Het Indiase avontuur van Harm van Veldhoven, Kristof Van Hout en Wim Raymaekers zit erop. Sport/Voetbalmagazine trok naar Delhi voor de laatste wedstrijden van Dynamos. Een verhaal van voetballers en slumdogs.

In het straatlicht kringelt iets wat op nevel lijkt. Een prikkelende geur dringt de taxi binnen. De nachtelijke rit van de luchthaven naar het hotel eindigt aan een spookgebied waar in verspreide slagorde in neonlicht badende torens oprijzen. Zwerfhonden verzamelen bij de oprit, half verborgen tussen het afval ligt een koe. De volgende ochtend bij het ontbijt zal Harm van Veldhoven uitleggen dat de nevel smog is, die zich nadrukkelijker is gaan manifesteren sinds de zon hier vroeger ondergaat. Ook in Delhi nadert de winter. Kortere dagen, maar nog altijd heerlijk T-shirtweer.

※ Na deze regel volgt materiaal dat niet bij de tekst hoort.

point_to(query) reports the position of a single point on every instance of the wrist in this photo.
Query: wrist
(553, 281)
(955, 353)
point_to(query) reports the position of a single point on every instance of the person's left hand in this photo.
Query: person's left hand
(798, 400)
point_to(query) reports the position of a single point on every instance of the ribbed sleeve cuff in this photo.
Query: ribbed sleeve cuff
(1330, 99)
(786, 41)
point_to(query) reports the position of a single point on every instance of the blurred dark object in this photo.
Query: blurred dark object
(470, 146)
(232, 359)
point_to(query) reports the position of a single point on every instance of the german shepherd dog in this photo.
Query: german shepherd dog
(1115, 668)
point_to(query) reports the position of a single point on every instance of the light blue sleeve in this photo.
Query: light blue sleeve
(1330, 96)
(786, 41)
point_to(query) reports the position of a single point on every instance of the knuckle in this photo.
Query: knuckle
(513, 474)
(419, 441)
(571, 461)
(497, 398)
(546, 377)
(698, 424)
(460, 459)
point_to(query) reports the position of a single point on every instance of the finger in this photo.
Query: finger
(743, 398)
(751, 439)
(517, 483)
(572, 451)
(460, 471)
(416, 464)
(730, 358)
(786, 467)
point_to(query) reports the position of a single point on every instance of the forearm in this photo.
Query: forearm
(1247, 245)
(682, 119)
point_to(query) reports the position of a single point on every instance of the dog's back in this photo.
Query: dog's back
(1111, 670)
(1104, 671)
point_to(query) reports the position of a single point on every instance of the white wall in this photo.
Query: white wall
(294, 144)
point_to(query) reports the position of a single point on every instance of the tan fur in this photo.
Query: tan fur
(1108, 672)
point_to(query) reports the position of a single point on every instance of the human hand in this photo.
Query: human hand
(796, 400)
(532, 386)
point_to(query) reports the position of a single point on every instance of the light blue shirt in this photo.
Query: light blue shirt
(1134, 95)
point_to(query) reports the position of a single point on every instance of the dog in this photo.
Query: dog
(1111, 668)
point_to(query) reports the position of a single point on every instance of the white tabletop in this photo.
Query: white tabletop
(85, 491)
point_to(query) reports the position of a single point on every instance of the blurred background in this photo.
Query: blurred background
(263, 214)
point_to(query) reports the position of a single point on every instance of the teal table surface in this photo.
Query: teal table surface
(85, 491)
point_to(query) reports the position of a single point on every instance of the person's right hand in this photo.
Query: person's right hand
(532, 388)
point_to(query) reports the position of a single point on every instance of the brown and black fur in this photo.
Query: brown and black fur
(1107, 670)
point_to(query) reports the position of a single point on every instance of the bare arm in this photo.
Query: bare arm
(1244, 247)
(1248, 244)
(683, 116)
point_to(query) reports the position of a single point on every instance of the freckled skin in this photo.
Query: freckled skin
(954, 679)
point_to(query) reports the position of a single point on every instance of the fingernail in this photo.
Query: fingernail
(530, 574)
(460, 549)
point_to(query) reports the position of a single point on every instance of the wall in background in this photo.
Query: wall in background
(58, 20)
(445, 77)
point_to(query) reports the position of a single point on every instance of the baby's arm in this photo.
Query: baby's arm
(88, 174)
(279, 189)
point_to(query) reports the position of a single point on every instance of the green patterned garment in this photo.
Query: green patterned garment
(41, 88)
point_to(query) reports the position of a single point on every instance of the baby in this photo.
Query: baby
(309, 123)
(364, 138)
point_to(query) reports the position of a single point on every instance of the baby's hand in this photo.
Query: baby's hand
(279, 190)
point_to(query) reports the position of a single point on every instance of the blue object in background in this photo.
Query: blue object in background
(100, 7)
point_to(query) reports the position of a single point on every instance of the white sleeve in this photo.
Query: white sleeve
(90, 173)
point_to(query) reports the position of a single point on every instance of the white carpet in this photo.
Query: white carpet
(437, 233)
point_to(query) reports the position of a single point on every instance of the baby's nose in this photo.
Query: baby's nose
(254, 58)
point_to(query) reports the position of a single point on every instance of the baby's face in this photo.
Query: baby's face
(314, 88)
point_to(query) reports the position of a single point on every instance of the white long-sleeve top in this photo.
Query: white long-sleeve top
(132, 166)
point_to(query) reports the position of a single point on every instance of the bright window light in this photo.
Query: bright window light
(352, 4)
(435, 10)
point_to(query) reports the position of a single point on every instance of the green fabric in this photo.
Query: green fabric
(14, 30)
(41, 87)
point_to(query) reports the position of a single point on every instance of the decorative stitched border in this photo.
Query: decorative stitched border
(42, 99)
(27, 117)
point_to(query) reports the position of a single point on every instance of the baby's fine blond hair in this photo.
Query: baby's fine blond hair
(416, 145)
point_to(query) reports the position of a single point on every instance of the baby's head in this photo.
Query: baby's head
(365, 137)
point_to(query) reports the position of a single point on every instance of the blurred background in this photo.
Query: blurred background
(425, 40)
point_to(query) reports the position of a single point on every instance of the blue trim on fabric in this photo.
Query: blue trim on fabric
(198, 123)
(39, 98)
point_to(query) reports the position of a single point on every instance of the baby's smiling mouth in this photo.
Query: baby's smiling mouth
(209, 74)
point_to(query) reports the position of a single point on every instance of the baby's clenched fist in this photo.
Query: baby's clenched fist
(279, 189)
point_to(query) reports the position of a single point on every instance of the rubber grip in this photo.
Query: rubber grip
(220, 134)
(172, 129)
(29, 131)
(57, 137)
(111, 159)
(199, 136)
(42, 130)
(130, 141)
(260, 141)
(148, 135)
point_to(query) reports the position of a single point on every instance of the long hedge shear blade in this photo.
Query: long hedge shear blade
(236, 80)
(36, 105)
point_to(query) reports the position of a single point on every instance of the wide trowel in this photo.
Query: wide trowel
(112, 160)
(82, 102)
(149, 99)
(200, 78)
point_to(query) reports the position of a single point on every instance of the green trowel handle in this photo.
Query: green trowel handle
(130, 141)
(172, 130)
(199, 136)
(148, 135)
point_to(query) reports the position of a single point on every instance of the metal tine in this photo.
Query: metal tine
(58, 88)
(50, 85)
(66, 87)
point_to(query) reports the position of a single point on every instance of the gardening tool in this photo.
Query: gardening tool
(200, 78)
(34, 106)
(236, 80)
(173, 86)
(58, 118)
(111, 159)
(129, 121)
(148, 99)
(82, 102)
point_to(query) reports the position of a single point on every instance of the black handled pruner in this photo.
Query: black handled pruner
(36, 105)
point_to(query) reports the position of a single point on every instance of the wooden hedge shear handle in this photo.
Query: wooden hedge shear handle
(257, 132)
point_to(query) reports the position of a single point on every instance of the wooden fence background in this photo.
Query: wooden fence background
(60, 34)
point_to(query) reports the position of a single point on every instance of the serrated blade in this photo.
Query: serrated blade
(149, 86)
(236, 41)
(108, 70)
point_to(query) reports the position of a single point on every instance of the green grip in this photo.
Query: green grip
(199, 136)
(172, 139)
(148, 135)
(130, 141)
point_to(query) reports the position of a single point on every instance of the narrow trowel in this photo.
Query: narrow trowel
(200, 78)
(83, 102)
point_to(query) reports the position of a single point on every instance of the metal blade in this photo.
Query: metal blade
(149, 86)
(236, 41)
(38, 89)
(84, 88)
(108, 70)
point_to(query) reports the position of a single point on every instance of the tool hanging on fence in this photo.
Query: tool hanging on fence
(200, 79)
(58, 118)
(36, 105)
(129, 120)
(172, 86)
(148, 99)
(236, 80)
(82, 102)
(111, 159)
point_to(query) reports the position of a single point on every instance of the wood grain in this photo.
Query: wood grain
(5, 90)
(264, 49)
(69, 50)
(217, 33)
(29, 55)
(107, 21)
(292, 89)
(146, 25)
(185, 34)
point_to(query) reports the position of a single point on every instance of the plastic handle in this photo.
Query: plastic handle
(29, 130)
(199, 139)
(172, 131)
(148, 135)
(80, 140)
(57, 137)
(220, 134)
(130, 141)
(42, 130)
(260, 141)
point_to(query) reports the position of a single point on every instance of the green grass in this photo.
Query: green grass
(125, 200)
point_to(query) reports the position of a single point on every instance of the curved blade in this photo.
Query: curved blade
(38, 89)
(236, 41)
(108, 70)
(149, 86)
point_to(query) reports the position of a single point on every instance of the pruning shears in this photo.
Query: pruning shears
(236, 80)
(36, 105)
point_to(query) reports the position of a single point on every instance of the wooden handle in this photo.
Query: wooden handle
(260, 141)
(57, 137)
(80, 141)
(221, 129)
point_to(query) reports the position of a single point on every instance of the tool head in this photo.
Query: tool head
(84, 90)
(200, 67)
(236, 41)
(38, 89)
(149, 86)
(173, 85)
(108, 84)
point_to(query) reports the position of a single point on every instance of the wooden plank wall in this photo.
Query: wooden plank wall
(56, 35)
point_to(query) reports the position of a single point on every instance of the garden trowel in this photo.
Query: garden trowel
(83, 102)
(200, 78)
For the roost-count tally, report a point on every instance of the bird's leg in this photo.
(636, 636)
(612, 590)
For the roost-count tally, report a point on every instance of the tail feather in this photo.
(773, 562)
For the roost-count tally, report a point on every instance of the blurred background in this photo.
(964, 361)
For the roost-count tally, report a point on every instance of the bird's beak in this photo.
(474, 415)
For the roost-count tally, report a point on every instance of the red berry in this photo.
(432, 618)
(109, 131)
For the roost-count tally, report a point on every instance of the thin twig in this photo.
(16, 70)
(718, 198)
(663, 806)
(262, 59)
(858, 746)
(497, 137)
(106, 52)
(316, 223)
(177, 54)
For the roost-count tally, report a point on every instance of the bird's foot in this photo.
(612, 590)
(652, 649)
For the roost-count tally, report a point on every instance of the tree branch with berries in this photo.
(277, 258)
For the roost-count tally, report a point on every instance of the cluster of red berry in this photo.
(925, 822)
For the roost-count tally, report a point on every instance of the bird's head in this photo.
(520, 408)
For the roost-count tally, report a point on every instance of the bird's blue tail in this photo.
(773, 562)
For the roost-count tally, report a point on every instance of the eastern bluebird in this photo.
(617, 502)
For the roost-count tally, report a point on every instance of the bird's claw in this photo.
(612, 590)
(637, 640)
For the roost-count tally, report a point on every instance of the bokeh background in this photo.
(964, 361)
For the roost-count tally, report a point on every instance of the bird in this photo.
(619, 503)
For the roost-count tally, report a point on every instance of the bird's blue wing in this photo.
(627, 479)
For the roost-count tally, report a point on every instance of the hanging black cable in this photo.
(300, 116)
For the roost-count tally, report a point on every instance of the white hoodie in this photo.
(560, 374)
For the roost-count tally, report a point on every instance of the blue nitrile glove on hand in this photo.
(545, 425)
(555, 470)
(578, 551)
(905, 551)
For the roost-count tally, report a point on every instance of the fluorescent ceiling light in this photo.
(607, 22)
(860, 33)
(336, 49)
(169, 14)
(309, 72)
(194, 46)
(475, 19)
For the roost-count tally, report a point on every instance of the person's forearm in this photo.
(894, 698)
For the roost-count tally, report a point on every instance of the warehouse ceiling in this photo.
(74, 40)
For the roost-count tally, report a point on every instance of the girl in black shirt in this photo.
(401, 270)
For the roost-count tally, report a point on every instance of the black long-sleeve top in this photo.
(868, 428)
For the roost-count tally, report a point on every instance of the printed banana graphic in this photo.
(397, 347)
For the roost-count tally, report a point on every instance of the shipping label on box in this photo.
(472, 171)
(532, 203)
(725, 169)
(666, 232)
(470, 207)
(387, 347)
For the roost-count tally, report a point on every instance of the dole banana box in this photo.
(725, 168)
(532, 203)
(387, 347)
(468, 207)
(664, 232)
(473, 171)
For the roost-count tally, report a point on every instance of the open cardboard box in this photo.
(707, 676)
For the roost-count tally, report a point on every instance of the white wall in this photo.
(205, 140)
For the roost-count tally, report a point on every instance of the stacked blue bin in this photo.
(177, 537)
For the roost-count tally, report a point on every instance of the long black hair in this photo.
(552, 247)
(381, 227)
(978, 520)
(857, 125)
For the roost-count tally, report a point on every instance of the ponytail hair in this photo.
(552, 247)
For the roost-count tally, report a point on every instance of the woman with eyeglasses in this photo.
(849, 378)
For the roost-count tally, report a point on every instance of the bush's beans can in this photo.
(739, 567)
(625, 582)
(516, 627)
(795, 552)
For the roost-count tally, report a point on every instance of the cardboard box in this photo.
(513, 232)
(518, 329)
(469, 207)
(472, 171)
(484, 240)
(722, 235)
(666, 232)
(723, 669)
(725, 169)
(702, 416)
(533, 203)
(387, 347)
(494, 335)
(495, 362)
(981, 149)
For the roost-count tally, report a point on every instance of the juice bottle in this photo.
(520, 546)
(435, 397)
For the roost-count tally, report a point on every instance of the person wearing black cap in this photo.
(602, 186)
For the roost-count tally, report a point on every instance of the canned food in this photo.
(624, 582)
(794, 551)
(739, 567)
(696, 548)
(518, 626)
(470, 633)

Van Veldhoven weet hoe hard de eerste confrontatie met de stad kan zijn. Een empatische glimlach verschijnt op zijn gelaat wanneer de koe ter sprake komt. Hij kent haar, want: “Ze ligt daar altijd.” Elke ochtend wanneer hij de gordijnen van zijn suite openschuift, ziet hij ook het geïmproviseerde tentje op het kaalgeslagen belendende perceel. Voor de arbeiders die het van een scheidingmuurtje voorzien, is het tijdelijk het schamele onderkomen. “We weten hoe groot de contrasten in Afrika kunnen zijn. Hier zijn ze zo mogelijk nóg extremer. En het stomme is: je geraakt eraan gewend. Dan denk je: weer een stuk vuilnis. Tot er een mens blijkt onder te liggen.”

Dagelijkse realiteit is het, waarvoor Van Veldhoven allerminst ongevoelig is. Een voetbaltrainer zonder oogkleppen, met een groot hart ook. Afgelopen zomer overviel hem het trainerschap bij Delhi Dynamos, een van de acht teams in de nieuw opgerichte Indian Super League (ISL). Doelman Kristof Van Hout en verdediger Wim Raymaekers volgden hem. Drie Belgen in India, land van cricket en Bollywood, om te voetballen: hoeveel gekker kan het? Een unieke reportage wenkt, maar Van Veldhoven – als Nederlander geboren, maar Belg sinds zijn 26e – heeft al meteen slecht nieuws: “Wim is gisteren naar België teruggekeerd. Je moet hem hebben gekruist.” Oorzaak: een aanslepende hamstringblessure. “We vliegen veel met het team, Wim zou hier te vaak alleen zitten. Dan kan hij beter in België revalideren. Hij moet ook aan zichzelf denken: in januari gaat de transfer window weer open.”

Telefoon van Feyenoord

Drie Belgen zonder club waren het: Van Hout einde contract bij KRC Genk, Raymaekers bij het gedegradeerde OHL en Van Veldhoven zat thuis sinds zijn ontslag bij KV Mechelen. “Mijn tweede jaar in Mechelen was moeilijk”, blikt de coach terug. “FrankieVercauteren nam het over en is uiteindelijk nog een plaats lager geeindigd dan ik. Het blijft jammer dat ik dat halve jaar niet heb kunnen afmaken, maar ik was sowieso niet doorgegaan. Als je niet op dezelfde golflengte zit, gaat het vroeg of laat niet meer. Ik kon mijn ontslag vrij snel een plaats geven.”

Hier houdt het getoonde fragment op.